We had felt lucky to have two dry days, but we were due for the rain that had been promised. In fact, we spent most of the evening watching weather radar as severe thunder storms racked the Florida coast. There were tornado watches in Alabama and Mississippi, and we didn't get much sleep as we continued to watch the weather. The rain got higher and higher in our campground, and Mark headed out between storms in the middle of the night to unplug our 50 amp electric cord that was hanging in the water.
While he was outside in the middle of the night, he also went hunting in the dark for Denisa's sandals and our door mat. Both had floated away in the lake that was once our campground.
Leaving the motor home and getting into the car meant wading through water that was about eight inches deep. So we wore our crocks to wade through the water, carrying the shoes we were planning to wear for the day. Suddenly we weren't as fond of Rustic Sands Campground.
Everything was looking for higher ground--even the local slugs were climbing the trees in the campground to get out of the water.
For all the inconvenience of the extra water, our young neighbors thought it was a great change to the campground.
Once the rain stopped, it was time to go on a road trip. We wanted to experience some of the area beaches to our east. Our first stop was Port St. Joe. The town recently moved the Cape San Blas Lighthouse and two lighthouse keeper houses to a park in town.
While we were hanging out at the Port St. Joe Beach, we met two children that had dubbed themselves "The Great Hermit Hunters."
They were happy to empty out their bucket to show us how many hermit crabs they had found today.These introvert crabs had taken up residence in many different shaped shells.

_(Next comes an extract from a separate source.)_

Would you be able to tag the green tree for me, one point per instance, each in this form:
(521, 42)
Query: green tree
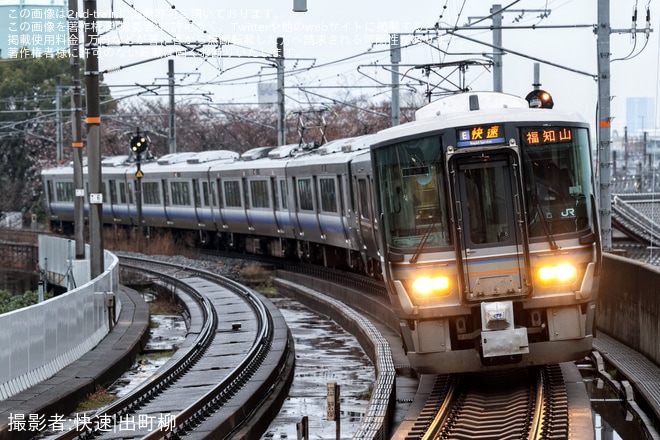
(28, 121)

We got a close up of a welk shell, that a hermit crab had claimed for his new home. The crab was barely visible, curled as tight as possible into the recesses of the shell. Right after we admired all the shells, our new friends threw them back into the salt water so they could hunt them another day.
We also met another family, hunting for dinner. The Father was great at spotting blue crabs hiding along the rocky shore.
They let us take a picture of the contents of their bucket. The crabs were showing a little of their turquoise legs that give them their blue crab name.
Back in the car, our next stop was the seaside town of Apalachicola. Denisa has been practicing saying, "Apalachicola" for the last several days, and she can finally pronounce it successfully at least half the time. Mark has opted to refer to it like the locals, "Apach." There were two shrimp boats in port, restocking for another ten-day stint at sea. We visited with one of the ship captains, who lived in Oklahoma as a child. He was waiting on his crew to return, as they were leaving tomorrow when the tides were right.
We understood that Apalachiola is usually a sleepy town, with rusty old boats behind picket fences in the downtown area. But today it was hard to find a parking place. We found out that it was hosting a cultural festival the day we were visiting, complete with art shopping and wine tasting. No one was sleeping in this sleepy town today.
So we headed across the bridge over the intracoastal waterway (ICW) to our next stop. We think it is so neat to see the ICW again. Three months ago we didn't know that this inland boating channel that stretches from the tip of Texas to New Jersey even existed. When we saw the sign today, we understood its significance. This traveling has certainly made us smarter!
Our next stop of the day was St. George Island. We started our exploration of the island at its lighthouse. It's a great day when Denisa gets to see two lighthouses in one day! This one is really interesting. Originally built in 1833, it was moved and rebuilt three times. After damage from hurricanes and wind erosion, the lighthouse tilted on its old base, and finally toppled over in 2005. So the community of St. George picked up all those toppled bricks, cleaned them one-by-one, and used them to have it rebuilt here in 2008. The story was even more interesting as told by one of women that helped clean many of those 22,000 salvaged bricks.
The lightkeeper's house was also rebuilt, and is now the visitor's center and town museum.
Just like Mexico Beach, St. George had also gotten a big rain last night. The 6-mile bike path that runs most of the length of the island was under water in many places. Denisa learned (the hard way) that going through these water puddles fast is a mistake. Mark knew that going slowly would keep all that water from drenching the rider.
We rode our bikes to one of the public access beaches, and got to walk on yet another beautiful white sand beach. An expert known as "Dr. Beach" has ranked St. George as one of America's top ten beaches.
There were few people out this beautiful day on this beautiful beach.
We left the island as we looped back by the lighthouse. It gave us the quintessential seagull and lighthouse picture as the sun was moving low in the sky.
That gave us just enough time to head home towards Mexico Beach for a picnic on the beach to watch the sunset. We are loving these longer days that allow more time outside!
A day that started under water, ended up with a beautiful sunset over the water. Life is still good even when the rains come down.